3. consider the same panels wired in series - their trough voltage is likely high enough to charge the battery;  some power is harvested.

The matter at hand today is to find how much power can higher-voltage configurations harvest in the trough?

I will illustrate with some sloppy, illegible charts.  I suck at those.

This is a crude graph of my systems output this morning from 0627 (when I woke up) to 1141 (when the system was in Absorption and acceptance had fallen off.

The blue line is output  in watts and the orange line is panel voltage.

The section that concerns us is the circled red bit.

From 0627 to 0654 the sun was coming up and was entirely occluded by thick forest.  You could not see where the sun was.  This is the voltage trough: my panels have a Vmp of 36v but were running at ~13.57v, just enough to put ~5w into the deeply-cyled bank. 12v panels of the same materials would be running about 6.8v;  not enough to charge the bank.

Is 5w > 0w?  Yes.  But remember this is for my 570w array;  that’d be ~1.8w from our example 200w array.

How long does the trough last?  At my location sunrise was 0523 and we emerged from the trough 91 minutes later.  At 0523 it was making 2.05w and just before the voltage jump it was making 6.33W.  Averaged over the entire period that would be 4.19w, and over 91 minutes that would give us 6.22wh.  Again that’s for my 570w array, so it would be 2.18Wh, or about 0.17Ah at 12.5v for our 200w example array.
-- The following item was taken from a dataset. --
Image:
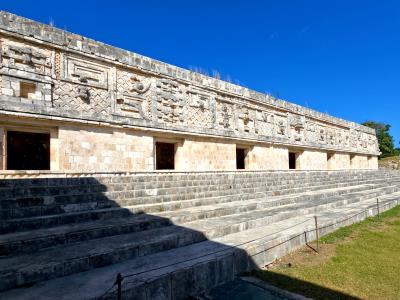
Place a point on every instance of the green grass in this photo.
(392, 162)
(361, 261)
0.17Ah harvest is > zero, but I submit to you it is not enough on its own to drive someone to higher voltage panels.

## bonus material

From this point on, 12v and 24v panels will both be out of the trough.  But there are some other fun things going on with today’s observations.

The circled area here is the heavily dappled shade as the sun started peeking through the trees.  18w > 6w, so we can be grateful for it.  But the shade really is messing stuff up.
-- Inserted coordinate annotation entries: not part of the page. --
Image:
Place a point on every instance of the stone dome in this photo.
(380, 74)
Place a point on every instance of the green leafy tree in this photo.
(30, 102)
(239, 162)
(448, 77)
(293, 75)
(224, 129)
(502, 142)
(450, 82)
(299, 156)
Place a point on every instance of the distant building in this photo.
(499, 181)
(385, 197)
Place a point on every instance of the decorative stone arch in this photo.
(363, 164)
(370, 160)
At some point I will run all the panels in series to see what mppt can do with the shaded cells.  I gave away my ladder just before I left so I’ll have to wait until I can get up top.

Once the sun is breaking free from the trees things really start to happen.  There is some jitter, which I attribute to swaying tree limbs at the margins.

Once the trees are totally out the way we see a linear increase in power as the sun gets higher overhead and our yield increases.

As is common with overpaneled systems, the batteries are charged to Absorption voltage (Vabs) well before solar noon, so power harvest falls off drastically.   It did not fall completely to the bottom because it was supporting about 175W in opportunity loads.

I did some calculations and estimated that at local solar noon (1257) the systems present max output should be ~456W:  570W rated power - 5% MPPT conversion losses - 15% cell temp derating at ambient 77F.

I set an alarm for 1250 and arranged a load;  I’d heat water for green tea using a 300w immersion heater running through the inverter.  This would be ~330w + my existing 175W loads, which should be more than the panels can make.

The red circle there is the stress test.  Actual measurements were 442.69W, 452.8W, 451.9w, and 446.45w.  Pretty danged close to the theoretical 456w.

Note that these noon power points were in line with the  linear power increase from before.  If I continued max power testing after noon it would have peaked and started the way back down.